HORSLEY: During his flight to Paris this week, Trump complained the U.S. has become a dumping ground for imported steel, and he vowed to put a stop to it by imposing quotas, tariffs or both. That would be a welcome move for the steelworkers that Scott Paul represents.
PAUL: If the president is true to his word, the relief will be robust.
HORSLEY: But that's a big if. The president's push for new limits on steel imports is reportedly being hotly debated within the White House itself.
DOUG HOLTZ-EAKIN: Any decision made by the president of the United States is a hard decision. The easy ones don't get to the president.
HORSLEY: That's Doug Holtz-Eakin, a former White House economist who now leads a conservative advocacy group called the American Action Forum. He drafted a letter to the president opposing a crackdown on imported steel, and he got 15 economists who served both Republican and Democratic presidents to sign on.
HOLTZ-EAKIN: People say economists can't agree on anything. And this is a bipartisan agreement on a very simple question. So it was nice to see.
HORSLEY: Holtz-Eakin says while slapping tariffs or quotas on imported steel might help American steelmakers, it would hurt the U.S. companies that use steel and their customers. The import limits would hit not only China but other big suppliers such as Canada, Mexico and South Korea. And many other countries would likely retaliate with restrictions of their own on U.S. exports.

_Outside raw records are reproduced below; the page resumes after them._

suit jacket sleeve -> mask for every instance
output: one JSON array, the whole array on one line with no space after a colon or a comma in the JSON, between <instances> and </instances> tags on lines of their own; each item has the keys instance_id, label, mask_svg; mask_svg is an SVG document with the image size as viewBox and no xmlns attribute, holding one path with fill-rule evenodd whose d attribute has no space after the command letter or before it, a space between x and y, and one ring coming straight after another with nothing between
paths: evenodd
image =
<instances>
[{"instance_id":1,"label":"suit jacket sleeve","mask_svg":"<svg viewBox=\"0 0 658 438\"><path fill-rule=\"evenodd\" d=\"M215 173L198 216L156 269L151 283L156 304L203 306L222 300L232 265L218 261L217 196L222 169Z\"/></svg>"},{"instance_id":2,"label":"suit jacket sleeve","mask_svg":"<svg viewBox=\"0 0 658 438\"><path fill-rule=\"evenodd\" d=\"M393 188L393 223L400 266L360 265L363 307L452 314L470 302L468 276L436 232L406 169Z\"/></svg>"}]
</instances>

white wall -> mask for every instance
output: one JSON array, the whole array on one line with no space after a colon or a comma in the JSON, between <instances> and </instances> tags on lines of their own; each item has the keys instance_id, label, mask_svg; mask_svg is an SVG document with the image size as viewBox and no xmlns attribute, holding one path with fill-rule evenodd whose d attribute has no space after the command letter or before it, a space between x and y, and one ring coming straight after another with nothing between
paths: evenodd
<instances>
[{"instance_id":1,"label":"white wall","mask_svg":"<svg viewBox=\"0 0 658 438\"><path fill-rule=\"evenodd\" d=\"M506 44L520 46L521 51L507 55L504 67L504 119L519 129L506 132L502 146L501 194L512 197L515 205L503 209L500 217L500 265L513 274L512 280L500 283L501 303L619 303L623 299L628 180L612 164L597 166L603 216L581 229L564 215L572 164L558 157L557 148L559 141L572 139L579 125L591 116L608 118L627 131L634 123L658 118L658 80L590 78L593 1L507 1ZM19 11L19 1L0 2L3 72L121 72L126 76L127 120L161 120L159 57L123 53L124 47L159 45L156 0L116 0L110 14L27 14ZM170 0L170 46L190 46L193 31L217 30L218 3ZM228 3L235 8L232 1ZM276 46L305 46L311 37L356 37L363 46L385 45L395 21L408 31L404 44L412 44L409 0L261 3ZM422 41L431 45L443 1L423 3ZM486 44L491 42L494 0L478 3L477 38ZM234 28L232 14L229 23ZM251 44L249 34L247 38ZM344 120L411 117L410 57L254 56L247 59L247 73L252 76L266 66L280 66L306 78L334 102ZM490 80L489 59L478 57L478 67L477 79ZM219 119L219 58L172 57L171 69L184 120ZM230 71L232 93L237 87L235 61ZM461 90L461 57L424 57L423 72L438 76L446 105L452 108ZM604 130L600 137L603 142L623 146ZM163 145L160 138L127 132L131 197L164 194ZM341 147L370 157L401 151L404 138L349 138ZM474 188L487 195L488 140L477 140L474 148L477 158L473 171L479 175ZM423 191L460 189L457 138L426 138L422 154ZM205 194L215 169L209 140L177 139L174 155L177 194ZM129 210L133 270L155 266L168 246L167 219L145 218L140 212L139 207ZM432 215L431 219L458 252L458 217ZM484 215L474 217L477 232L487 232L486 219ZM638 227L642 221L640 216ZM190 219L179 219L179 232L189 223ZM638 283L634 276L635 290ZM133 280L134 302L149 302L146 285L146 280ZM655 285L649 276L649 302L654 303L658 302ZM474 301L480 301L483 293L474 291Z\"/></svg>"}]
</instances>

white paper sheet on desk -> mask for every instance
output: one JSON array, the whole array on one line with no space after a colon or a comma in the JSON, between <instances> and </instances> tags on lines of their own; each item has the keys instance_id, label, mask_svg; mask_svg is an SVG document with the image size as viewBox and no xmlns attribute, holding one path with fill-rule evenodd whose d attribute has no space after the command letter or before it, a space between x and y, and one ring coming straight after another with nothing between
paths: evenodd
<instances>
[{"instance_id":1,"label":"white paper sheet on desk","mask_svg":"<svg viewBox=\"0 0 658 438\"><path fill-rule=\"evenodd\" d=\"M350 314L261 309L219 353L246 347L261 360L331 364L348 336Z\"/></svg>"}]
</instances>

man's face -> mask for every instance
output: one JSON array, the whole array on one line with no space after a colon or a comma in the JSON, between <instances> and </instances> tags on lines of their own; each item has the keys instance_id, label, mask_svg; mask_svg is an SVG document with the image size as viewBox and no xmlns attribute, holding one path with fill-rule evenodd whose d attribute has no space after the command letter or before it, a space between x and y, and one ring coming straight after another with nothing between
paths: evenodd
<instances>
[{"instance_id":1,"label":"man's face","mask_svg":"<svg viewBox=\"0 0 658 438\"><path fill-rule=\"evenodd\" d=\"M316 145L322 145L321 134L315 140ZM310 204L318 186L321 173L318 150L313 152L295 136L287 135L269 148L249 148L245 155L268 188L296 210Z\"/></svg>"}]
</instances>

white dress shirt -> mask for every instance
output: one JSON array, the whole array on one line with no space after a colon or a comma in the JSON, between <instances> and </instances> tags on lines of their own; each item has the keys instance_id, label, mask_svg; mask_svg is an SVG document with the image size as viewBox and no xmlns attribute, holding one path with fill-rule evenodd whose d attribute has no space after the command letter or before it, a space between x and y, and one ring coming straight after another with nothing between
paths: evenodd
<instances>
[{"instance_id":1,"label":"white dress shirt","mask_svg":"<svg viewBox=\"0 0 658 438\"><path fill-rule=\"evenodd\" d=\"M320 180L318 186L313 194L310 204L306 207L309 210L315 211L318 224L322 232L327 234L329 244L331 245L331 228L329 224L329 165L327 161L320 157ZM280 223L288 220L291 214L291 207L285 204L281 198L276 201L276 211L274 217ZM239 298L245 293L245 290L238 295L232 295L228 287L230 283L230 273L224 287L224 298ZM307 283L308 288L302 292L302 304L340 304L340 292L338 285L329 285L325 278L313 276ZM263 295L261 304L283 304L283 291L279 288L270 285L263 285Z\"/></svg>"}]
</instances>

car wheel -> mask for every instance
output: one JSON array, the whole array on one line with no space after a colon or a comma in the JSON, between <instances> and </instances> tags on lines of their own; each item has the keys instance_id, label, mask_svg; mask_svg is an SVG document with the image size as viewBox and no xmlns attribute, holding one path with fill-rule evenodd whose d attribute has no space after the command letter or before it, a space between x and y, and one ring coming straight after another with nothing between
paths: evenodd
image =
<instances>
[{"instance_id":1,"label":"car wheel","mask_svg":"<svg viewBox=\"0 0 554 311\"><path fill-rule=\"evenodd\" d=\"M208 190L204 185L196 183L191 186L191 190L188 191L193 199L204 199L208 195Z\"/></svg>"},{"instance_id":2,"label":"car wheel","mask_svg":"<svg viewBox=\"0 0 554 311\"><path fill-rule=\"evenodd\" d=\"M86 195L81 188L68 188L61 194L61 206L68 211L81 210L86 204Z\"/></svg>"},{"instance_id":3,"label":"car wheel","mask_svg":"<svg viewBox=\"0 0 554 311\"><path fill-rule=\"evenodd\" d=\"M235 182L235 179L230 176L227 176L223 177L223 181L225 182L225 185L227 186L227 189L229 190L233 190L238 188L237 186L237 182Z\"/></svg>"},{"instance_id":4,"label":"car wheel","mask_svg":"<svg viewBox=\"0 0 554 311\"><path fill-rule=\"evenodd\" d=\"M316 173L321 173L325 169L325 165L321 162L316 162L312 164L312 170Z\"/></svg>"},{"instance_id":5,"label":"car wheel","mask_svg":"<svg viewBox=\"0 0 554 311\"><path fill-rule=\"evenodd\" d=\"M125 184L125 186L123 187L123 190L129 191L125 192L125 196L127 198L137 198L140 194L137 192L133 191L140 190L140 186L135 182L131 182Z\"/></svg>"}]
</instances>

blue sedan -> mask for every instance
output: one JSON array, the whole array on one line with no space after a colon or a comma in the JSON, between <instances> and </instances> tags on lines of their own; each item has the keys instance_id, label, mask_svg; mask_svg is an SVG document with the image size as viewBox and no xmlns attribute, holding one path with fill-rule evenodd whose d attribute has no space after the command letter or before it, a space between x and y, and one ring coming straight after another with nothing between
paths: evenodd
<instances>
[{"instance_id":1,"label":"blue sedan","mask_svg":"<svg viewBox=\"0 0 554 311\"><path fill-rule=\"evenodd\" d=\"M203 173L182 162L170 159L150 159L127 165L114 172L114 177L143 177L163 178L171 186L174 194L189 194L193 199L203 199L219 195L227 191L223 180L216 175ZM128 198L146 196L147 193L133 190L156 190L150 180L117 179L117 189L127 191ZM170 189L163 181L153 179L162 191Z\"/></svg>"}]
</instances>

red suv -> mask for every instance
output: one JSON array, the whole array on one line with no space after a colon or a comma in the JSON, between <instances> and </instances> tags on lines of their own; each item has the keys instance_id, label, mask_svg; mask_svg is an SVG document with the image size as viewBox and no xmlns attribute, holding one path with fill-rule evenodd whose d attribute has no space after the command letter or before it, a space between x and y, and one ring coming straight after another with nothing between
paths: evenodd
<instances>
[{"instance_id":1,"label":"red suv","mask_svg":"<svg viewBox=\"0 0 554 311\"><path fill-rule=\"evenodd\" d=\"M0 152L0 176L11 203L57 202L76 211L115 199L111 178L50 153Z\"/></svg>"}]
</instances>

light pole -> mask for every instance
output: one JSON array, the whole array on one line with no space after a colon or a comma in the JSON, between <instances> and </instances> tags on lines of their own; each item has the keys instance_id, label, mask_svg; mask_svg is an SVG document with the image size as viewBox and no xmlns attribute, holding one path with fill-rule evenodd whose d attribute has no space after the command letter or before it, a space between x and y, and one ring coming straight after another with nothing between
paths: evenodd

HOLTZ-EAKIN: Europeans have already singled out where they will retaliate, and people know about it. So there are already constituencies in the U.S. who are worried they'll get caught in the crossfire of this decision.
HORSLEY: U.S. dairy products, orange juice and Kentucky bourbon could all be targets in such a trade war. But Scott Paul says there's also a political calculation as the White House weighs how to deliver for the downtrodden workers who helped put Trump in the White House.
PAUL: We saw a lot of this pain borne out over the last election cycle in these small mill towns that dot our country's landscape in states like Pennsylvania and Ohio. And it's more than a steelworker's job. It becomes about the community and the social fabric, and it had a direct bearing on our politics.
HORSLEY: Thus far, the president has talked more about protectionist measures than he's actually done. His decision on steel imports when it comes will help show whether that's changing. Scott Horsley, NPR News, Washington.